Margaret se derrumbó en la silla y cerró los ojos. Las lágrimas rebosaron por debajo de los párpados y resbalaron por los lados de la nariz. Al poco, se inclinó hacia delante y se frotó la cara con el trapo arrugado.
– Nunca debí creerla -susurró apenas, mientras se mecía adelante y atrás.
– Mira, Meg, si Jasmine estaba decidida a suicidarse no podías impedírselo. Tal vez por una noche, pero no indefinidamente. -Como Margaret seguía meciéndose, con los ojos cerrados, se acercó más-. Meg, hay algunas cosas que tengo que saber, y tú eres la única que puede ayudarme.
Ella aminoró el ritmo del balanceo y se detuvo. Abrió los ojos, pero se mantuvo encorvada, con los brazos cruzados sobre el vientre, como protegiéndose.
– Cuéntame para qué necesitaba Jasmine tu ayuda.
– Porque ella… -le falló la voz. Cogió el resto de su té y lo engulló convulsivamente-. Ella no… Bueno, no. La ayudé a calcular la dosis, era adicta a la morfina, y sabíamos que necesitaría mucha, pero habría podido hacerlo sola. Había morfina suficiente, pues había estado manteniendo la misma dosis que tomaba ahora, pero le decía a la enfermera que necesitaba aumentarla. Y el catéter habría dejado rastro.
– ¿Entonces para qué? -volvió a preguntar Kincaid, sosteniéndole la mirada.
– No lo sé, supongo que no quería estar sola al final.
¿Habría Jasmine pedido ayuda a Margaret por debilidad, se preguntó Kincaid, y luego habría encontrado una fuerza inesperada? Sacudió la cabeza. Era posible, probable, lógico, pero no lo creía.
– ¿Qué pasa? -preguntó Margaret, incorporándose un poco.
– ¿Jasmine tenía…? -Kincaid se detuvo, pues la puerta se había abierto sin hacer ruido. Entró un hombre en la habitación, que miró a Kincaid y a Margaret con una expresión divertida y desdeñosa.
Margaret, que estaba sentada de espaldas a la puerta, frunció la cara al ver a Kincaid y preguntó:
– ¿Pero qué…?
– Bueno -dijo el hombre, y esa sola palabra estaba llena de implicaciones desagradables.
Margaret se volvió al oír su voz y se puso en pie de un salto, sonrojándose inconvenientemente.
– Rog…
– No te levantes, Margaret, no sabía que estarías tan entretenida.
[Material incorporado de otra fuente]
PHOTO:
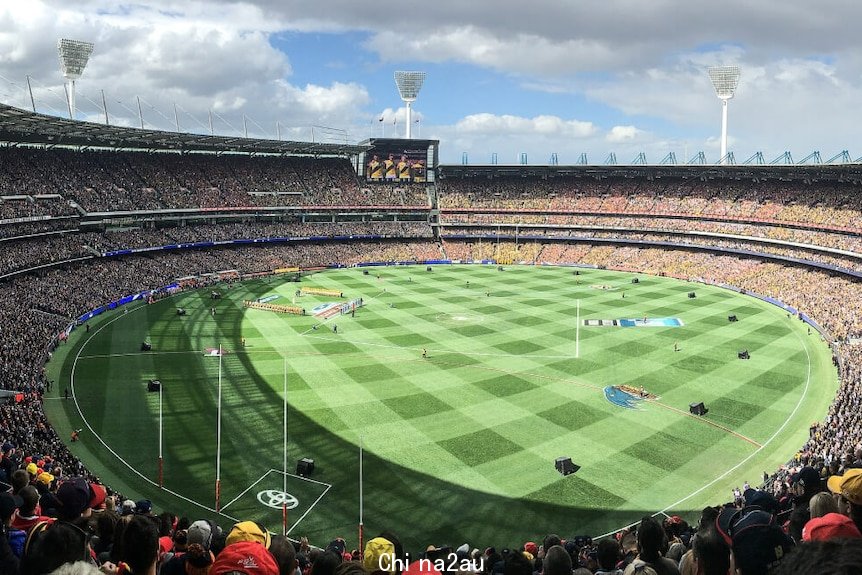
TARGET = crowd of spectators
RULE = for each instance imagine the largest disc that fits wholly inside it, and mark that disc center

Aparte de una breve ojeada a Margaret, toda su atención estaba concentrada en Kincaid.
Al tiempo que le devolvía la mirada escrutadora con interés y una antipatía inmediata, Kincaid vio a un hombre esbelto de media estatura, que no llegaba a los treinta años, con unos tejanos de marca y una cara camisa de algodón remangada y abierta por el pecho. Tenía el cabello rojizo claro y recogido en una cola de caballo, y sus rasgos parecían esculpidos. Kincaid pensó con sarcasmo que era arrolladoramente atractivo.
Margaret se quedó rígida, de pie, aferrada al respaldo de su silla, y cuando habló lo hizo con voz aguda e incontrolada.
– Roger, ¿dónde estabas? Te he esperado…
– ¿Por qué tanto pánico, Meg? -Roger no se movió de su postura desenfadada en medio de la habitación, y no hizo ningún esfuerzo por tocar o consolar a Margaret-. ¿No crees que deberías presentarnos?
Kincaid tomó la iniciativa antes de que Margaret pudiera soltar cualquier cosa.
– Yo me llamo Kincaid. -Se puso de pie y tendió la mano a Roger, quien se la dio con poco entusiasmo-. Soy un vecino de la amiga de Margaret, Jasmine Dent.
– Jasmine ha muerto, Rog. Murió el jueves por la noche. No te encontré por ningún lado.
Margaret temblaba visiblemente.
Roger arqueó las cejas.
– ¿Es eso? ¿Has venido a decírselo a Margaret?
– He venido a ver cómo estaba -dijo Kincaid suavemente mientras se apoyaba en el borde de la mesa y doblaba los brazos.
– Qué amable. -El acento de escuela privada de Roger expresaba también sarcasmo-. Pobre Meg.
Por primera vez, dio un paso hacia ella, extendió el brazo y tiró de su rígido cuerpo hacia él en un breve abrazo. Luego la hizo girar hacia Kincaid de nuevo y le puso una mano suave en la nuca.